I made a mistake in the step-by-step posting and then the forum software wouldn’t let me correct it. !@#$%. It’s correct now, but you should look fresh to make sure.
And I found the step by step explanation.
“Read Your Chapter” Detailed Notes
— Read your chapter with wired headphones.
Highly recommended. Once you get accustomed to your own voice in your ears, all your volume, emphasis, and expression errors go away—or give you obvious notes that you need to fix them. Wireless headphones/earphones can complicate a recording session and cause problems.
— a quiet, echo-free room.
Echoey, Recording-In-The-Bathroom Voice can’t be fixed, and the noisy Metrobus going by can’t be removed.

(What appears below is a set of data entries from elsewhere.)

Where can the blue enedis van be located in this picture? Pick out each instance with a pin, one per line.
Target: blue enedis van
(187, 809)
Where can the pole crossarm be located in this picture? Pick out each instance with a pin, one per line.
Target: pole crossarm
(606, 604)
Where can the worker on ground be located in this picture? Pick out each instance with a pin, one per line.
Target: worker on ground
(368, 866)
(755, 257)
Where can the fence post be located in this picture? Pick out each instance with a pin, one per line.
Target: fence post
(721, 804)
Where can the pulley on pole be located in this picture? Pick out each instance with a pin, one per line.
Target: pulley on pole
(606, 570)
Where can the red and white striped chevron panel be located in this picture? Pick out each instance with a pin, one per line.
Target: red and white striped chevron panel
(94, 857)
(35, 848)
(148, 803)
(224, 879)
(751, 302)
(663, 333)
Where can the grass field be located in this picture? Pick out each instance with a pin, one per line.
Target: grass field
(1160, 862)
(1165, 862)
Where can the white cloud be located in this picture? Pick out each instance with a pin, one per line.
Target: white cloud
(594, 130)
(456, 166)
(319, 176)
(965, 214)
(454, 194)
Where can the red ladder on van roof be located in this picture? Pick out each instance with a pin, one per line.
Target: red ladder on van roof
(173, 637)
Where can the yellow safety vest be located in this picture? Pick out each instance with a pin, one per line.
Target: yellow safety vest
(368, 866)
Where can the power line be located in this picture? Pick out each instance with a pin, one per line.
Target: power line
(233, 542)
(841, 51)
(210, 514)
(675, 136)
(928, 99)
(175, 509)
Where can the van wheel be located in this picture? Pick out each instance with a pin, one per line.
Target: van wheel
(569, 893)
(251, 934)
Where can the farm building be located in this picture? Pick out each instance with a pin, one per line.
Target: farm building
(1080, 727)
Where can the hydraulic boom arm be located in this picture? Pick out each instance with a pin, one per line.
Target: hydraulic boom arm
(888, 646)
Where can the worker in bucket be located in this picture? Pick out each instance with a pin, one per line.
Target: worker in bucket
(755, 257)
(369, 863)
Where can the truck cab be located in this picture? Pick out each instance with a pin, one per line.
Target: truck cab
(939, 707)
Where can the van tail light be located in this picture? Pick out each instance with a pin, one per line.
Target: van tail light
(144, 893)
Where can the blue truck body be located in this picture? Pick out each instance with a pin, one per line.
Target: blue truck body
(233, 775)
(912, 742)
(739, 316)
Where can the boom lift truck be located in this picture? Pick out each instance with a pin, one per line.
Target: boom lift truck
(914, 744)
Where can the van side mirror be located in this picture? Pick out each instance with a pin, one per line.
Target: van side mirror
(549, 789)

I can do very respectable recordings in my garage. The boxes make terrific soundproofing, but I have to do it at night for best neighborhood background sound and I still have to pause periodically to miss the Metrobus.
— Edit the work.
Edit the work to get rid of of reading noises and mistakes. ACX told me my submitted test file was Practically Perfect in Every Way, but they couldn’t deal with my mouth noises. Tongue Ticks, Lip Smacks, and Glottal Stops are hard to fix and have the story still sound natural. Good luck.

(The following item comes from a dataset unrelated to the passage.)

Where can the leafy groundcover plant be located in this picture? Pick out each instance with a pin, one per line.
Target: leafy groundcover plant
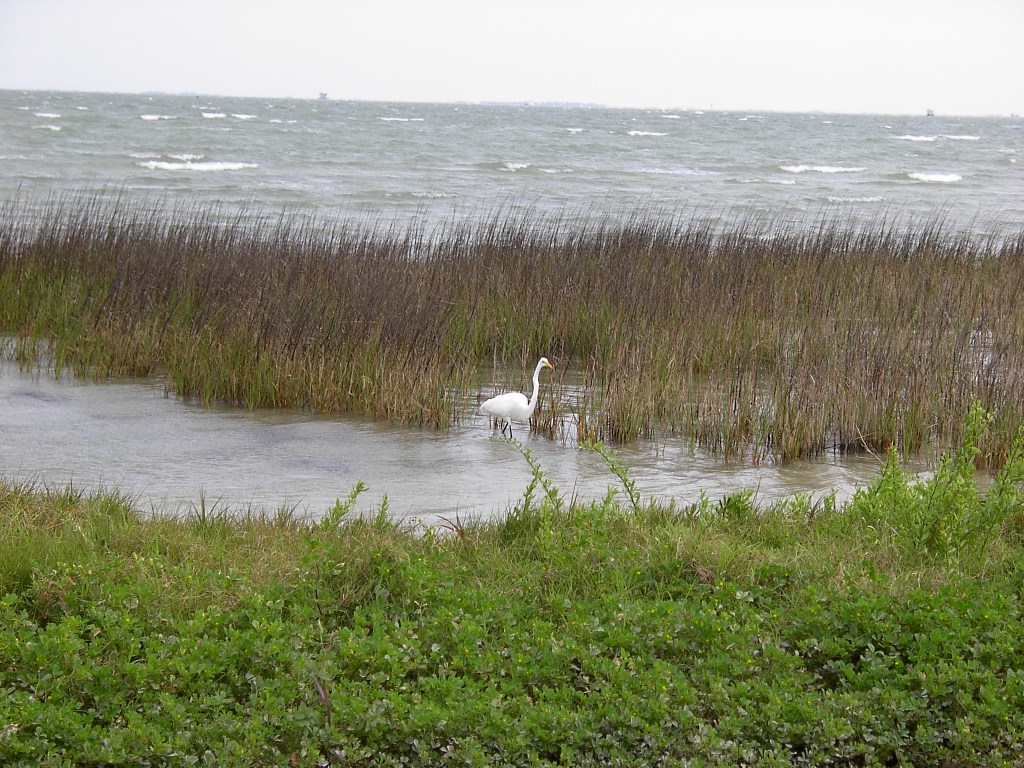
(886, 631)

There’s a Post Production editing job what should not be entirely post production. If you make a mistake, stop reading, leave the recorder running, look back to the next even sentence or phrase and read the whole sentence again with the correction. Continue on. When you get to the end of the chapter, Export a WAV Microsoft Protection File.

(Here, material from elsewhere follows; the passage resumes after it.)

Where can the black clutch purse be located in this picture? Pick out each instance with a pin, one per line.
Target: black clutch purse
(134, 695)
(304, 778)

Only then roll the performance back and remove the broken sentence and do other corrections and edits. If you wait until next week to correct the error, you will never get a matching tone, pitch, emphasis, and rhythm.
— Tools > Apply Macro.
36Audiobook-Mastering-Macro is a one-step collection of tools that includes a rumble filter, a loudness setting tool, and tip and peak corrector. It’s possible your chapter will come out the other end sounding OK and passing the ACX audiobook sound standards. I actually did this once with a test I recorded.
— ACX-Check.
ACX-Check will tell you your chapter sound standards: Peak, RMS (Loudness), and Noise. Last I looked, the on-line ACX Audiolab will not tell you noise.
Noise can get you into trouble. ACX-Check does not like Blackness of Space, Dead-Zero Sounds such as Generate > Silence. ACX uses that as an indicator that you have over-processed your chapter. Heavy noise reduction and other processing can cause vocal tone distortions. If you have to cover up something, do it with your own room tone.
It’s not unusual to need a little push to pass ACX Noise. Classic Noise Reduction can be applied at the gentle 6, 6, 6 settings.